GOV.UK Chat Alerts
Note
For any queries or assistance regarding Chat Alerts, please post in the #dev-notifications-ai-govuk Slack channel
Alerts by Priority
For any alert, it is worth checking the Grafana GOV.UK Chat Technical
Dashboards to see if any part of the service is showing signs of an issue:
Pagerduty Alerts
- High5xxRate
The 503 error code has been excluded from being alerted on, as that will be used when the Chat service is disabled, so we do not want that to go to Pagerduty.
Slack Alerts
- LongRequestDuration
- HighPodCPUFE
- HighPodCPUWorker
- HighPodMemoryFE
- HighPodMemoryWorker
- NearTokensRateLimit
- NearRequestsRateLimit
The LongRequestDuration
alert indicates that a backend part of the service is not responding as expected, and as a result the user experience is severely impacted.
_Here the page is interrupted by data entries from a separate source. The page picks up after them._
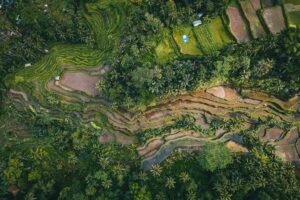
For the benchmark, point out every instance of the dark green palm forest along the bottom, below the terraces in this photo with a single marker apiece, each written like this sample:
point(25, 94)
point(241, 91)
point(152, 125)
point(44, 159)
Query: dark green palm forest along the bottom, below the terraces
point(68, 162)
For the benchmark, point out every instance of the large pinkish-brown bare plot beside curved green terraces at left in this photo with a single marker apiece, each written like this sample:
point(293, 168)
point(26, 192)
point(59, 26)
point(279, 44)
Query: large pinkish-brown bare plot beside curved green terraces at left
point(81, 81)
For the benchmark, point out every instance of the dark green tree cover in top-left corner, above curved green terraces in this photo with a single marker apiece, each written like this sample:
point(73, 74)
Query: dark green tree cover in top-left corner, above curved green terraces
point(29, 28)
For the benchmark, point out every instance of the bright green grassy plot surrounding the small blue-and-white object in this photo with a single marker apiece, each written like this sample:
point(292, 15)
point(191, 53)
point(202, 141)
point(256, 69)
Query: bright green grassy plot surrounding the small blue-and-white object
point(190, 48)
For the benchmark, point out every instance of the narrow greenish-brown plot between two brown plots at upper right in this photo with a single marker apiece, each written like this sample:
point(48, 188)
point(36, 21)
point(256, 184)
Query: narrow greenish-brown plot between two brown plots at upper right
point(249, 10)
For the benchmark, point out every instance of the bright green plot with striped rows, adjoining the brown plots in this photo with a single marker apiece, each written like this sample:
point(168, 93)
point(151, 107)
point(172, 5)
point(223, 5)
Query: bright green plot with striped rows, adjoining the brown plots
point(212, 36)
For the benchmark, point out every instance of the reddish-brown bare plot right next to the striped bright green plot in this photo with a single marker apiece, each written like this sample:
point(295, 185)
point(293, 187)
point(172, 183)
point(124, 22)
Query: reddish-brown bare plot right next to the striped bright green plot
point(237, 25)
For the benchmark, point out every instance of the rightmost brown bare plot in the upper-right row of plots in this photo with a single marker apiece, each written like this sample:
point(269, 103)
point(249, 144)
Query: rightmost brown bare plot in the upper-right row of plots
point(274, 19)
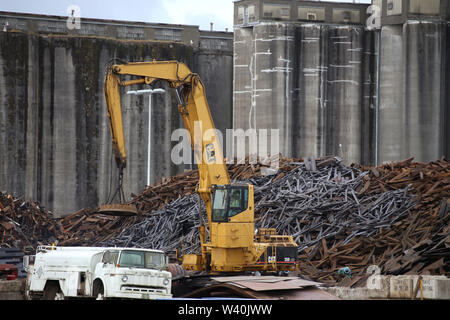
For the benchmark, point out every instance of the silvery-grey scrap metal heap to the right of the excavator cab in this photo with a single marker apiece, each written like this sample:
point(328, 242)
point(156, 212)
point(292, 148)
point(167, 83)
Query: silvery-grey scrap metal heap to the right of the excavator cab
point(324, 204)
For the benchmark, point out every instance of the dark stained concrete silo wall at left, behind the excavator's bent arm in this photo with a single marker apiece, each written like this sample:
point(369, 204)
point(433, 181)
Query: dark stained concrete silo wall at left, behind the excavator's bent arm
point(54, 132)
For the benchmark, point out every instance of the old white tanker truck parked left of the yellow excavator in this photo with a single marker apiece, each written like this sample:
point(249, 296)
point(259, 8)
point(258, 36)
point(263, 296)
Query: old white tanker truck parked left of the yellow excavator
point(100, 273)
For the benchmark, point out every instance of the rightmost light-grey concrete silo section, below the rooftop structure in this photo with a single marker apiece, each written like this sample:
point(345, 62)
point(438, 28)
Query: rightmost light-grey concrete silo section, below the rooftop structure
point(413, 92)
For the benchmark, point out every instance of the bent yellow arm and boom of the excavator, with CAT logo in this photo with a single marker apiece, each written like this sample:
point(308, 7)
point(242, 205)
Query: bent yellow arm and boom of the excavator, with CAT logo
point(193, 108)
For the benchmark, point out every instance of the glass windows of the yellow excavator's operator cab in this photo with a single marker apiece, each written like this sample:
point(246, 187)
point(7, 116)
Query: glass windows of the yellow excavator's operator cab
point(229, 201)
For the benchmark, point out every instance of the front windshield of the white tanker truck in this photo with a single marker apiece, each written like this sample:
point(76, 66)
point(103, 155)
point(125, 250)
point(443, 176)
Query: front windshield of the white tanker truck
point(142, 259)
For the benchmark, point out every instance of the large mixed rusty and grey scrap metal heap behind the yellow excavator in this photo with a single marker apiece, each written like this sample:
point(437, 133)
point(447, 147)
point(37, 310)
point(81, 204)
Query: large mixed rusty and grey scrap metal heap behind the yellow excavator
point(394, 216)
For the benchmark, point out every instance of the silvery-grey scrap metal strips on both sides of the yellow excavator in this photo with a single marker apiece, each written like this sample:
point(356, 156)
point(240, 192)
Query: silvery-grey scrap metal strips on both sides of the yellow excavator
point(310, 205)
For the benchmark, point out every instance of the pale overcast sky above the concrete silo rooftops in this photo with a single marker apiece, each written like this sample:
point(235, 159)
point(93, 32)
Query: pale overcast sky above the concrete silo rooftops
point(189, 12)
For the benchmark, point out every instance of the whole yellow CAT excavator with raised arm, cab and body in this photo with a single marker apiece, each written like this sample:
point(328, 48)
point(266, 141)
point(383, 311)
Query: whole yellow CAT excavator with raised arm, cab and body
point(233, 245)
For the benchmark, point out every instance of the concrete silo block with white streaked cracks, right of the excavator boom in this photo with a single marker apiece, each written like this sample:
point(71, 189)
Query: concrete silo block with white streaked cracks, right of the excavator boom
point(307, 81)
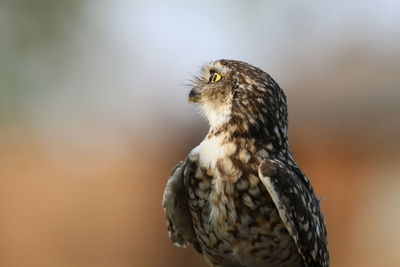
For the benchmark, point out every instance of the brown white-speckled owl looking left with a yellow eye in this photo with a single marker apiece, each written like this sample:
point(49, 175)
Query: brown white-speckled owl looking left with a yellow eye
point(239, 197)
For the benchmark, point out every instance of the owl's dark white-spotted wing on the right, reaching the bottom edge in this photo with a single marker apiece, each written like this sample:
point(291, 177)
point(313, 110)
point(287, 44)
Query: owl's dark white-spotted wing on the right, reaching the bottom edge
point(299, 210)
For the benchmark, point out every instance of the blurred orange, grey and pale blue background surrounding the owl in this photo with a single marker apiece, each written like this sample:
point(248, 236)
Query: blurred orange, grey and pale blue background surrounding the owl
point(93, 115)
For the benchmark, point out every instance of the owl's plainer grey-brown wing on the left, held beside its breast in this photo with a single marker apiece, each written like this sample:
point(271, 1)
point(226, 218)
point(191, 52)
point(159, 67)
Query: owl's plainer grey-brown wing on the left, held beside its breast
point(176, 209)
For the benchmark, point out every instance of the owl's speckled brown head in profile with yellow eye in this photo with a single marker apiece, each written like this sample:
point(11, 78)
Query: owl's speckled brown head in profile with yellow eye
point(240, 96)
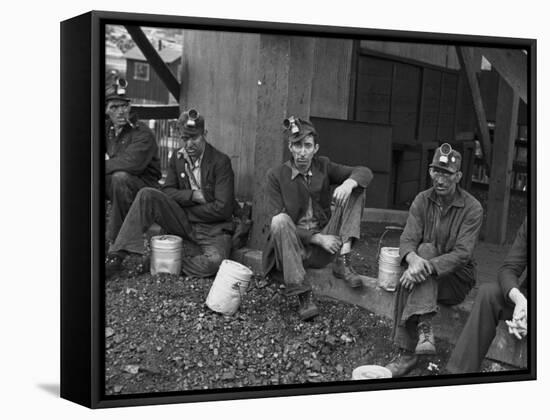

For example, we have seen it fire when the RDS Postgres Database is offline.
Any of the High
alerts usually indicate that the service is under heavy load. In this situation, it may be necessary to increase the number of relevent pods running by modifying the replicaCount
for FE or workerReplicaCount
for Worker pods in the govuk-chat
section of the relevant values Helm Chart file found here.
The NearTokensRateLimit
and NearRequestsRateLimit
alerts indicate that over 80% of the OpenAI limit for tokens or requests per minute has been used.